But recently and unexpectedly, there’s been movement in the quest. Follow-up conversations with the people closest to Arlen Specter — his oldest son, Shanin, a Philadelphia personal injury and medical malpractice attorney, and Charles Robbins, Specter’s trusted longtime communications aide and the ghostwriter of two Specter memoirs — revealed this: The man who dangled campaign cash if Specter were to drop the Spygate inquiry was none other than Donald J. Trump.
Not only that: Trump had told Specter he was acting on behalf of Robert Kraft.
Kraft and Trump, both responding to ESPN through spokesmen, denied involvement in any effort to influence Specter’s investigation.
“This is completely false,” said Jason Miller, a senior adviser to Trump. “We have no idea what you’re talking about.” Miller declined to answer a series of follow-up questions. A Patriots spokesman said Kraft “never asked Donald Trump to talk to Arlen Specter on his behalf.”
“Mr. Kraft is not aware of any involvement of Trump on this topic and he did not have any other engagement with Specter or his staff,” the spokesman said via email.
THE ALLEGED SPYGATE connections among Arlen Specter, Donald Trump and Robert Kraft came up almost by accident. On July 1, 2010, Specter sat down with Robbins for one of their tape-recorded discussions to prepare for the writing of Specter’s third and final book, a memoir titled “Life Among the Cannibals.” Only six weeks earlier, Specter, who famously switched parties from Republican to Democratic, had lost a hard-fought Democratic primary to Congressman Joe Sestak. The defeat effectively ended Specter’s five-term tenure in the U.S. Senate.

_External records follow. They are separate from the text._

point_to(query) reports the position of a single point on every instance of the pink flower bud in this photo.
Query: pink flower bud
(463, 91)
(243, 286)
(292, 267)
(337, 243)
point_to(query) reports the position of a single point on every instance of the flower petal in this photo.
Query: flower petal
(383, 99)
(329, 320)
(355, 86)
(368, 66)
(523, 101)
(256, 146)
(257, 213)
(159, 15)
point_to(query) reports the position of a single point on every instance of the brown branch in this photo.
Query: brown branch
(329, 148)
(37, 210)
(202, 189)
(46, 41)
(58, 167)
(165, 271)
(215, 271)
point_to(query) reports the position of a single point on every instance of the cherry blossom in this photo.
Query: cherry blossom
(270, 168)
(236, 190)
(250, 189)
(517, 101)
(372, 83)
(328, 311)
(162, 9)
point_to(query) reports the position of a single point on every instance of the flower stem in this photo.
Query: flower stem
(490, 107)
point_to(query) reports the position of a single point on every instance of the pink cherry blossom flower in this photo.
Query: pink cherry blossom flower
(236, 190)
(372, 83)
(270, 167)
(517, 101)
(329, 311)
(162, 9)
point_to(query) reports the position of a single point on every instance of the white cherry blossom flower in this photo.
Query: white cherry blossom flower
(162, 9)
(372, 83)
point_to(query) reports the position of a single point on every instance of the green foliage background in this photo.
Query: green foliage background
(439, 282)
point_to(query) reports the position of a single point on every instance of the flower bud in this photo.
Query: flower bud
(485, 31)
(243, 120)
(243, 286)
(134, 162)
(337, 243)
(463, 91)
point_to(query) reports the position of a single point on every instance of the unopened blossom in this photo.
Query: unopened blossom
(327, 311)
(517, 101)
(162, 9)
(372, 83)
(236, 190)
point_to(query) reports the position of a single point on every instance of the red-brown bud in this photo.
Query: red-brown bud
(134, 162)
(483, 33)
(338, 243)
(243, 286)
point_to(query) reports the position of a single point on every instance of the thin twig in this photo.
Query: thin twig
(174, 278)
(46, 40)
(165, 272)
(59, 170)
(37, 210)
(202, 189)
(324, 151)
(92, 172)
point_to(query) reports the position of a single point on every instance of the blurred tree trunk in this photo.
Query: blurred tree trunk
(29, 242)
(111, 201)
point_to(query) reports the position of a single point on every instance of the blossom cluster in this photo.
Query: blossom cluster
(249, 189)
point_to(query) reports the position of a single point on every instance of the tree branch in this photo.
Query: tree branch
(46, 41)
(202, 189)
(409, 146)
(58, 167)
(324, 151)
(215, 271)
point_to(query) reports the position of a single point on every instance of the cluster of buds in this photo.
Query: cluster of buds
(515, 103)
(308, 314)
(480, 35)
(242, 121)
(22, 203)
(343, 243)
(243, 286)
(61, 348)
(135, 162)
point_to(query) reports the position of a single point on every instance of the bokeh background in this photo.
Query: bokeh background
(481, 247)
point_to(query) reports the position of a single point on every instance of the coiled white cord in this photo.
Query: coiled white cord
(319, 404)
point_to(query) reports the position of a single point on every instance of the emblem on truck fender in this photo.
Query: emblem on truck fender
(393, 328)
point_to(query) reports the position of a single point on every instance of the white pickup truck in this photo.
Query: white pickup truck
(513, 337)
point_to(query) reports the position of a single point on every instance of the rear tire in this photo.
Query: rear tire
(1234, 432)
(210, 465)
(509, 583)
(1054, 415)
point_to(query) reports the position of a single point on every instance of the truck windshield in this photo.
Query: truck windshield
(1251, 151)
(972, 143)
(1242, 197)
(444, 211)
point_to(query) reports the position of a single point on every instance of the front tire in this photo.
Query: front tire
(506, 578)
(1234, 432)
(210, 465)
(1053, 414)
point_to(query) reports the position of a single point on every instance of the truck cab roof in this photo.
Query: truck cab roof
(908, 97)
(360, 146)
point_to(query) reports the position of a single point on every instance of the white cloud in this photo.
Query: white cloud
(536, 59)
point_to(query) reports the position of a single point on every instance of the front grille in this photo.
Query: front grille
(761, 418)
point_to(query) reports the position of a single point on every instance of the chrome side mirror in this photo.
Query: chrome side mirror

That evening, during a three-hour conversation inside the dark-hued den of Specter’s Georgetown condo, the senator was in an expansive mood, discussing what he had considered his noble crusade for fairness in professional sports. For two decades, Specter was a frequent, loud critic of the NFL. It galled him that franchises extorted cities for new, mostly publicly financed stadiums. More than once, Specter had threatened to file legislation that would revoke the NFL’s invaluable antitrust exemption. “This is part of Arlen Specter’s thesis that the NFL owns America,” Specter told Robbins that night, according to a transcript of their conversation. “They’re addicted to pro football in a way they have never been addicted to baseball. Or heroin.”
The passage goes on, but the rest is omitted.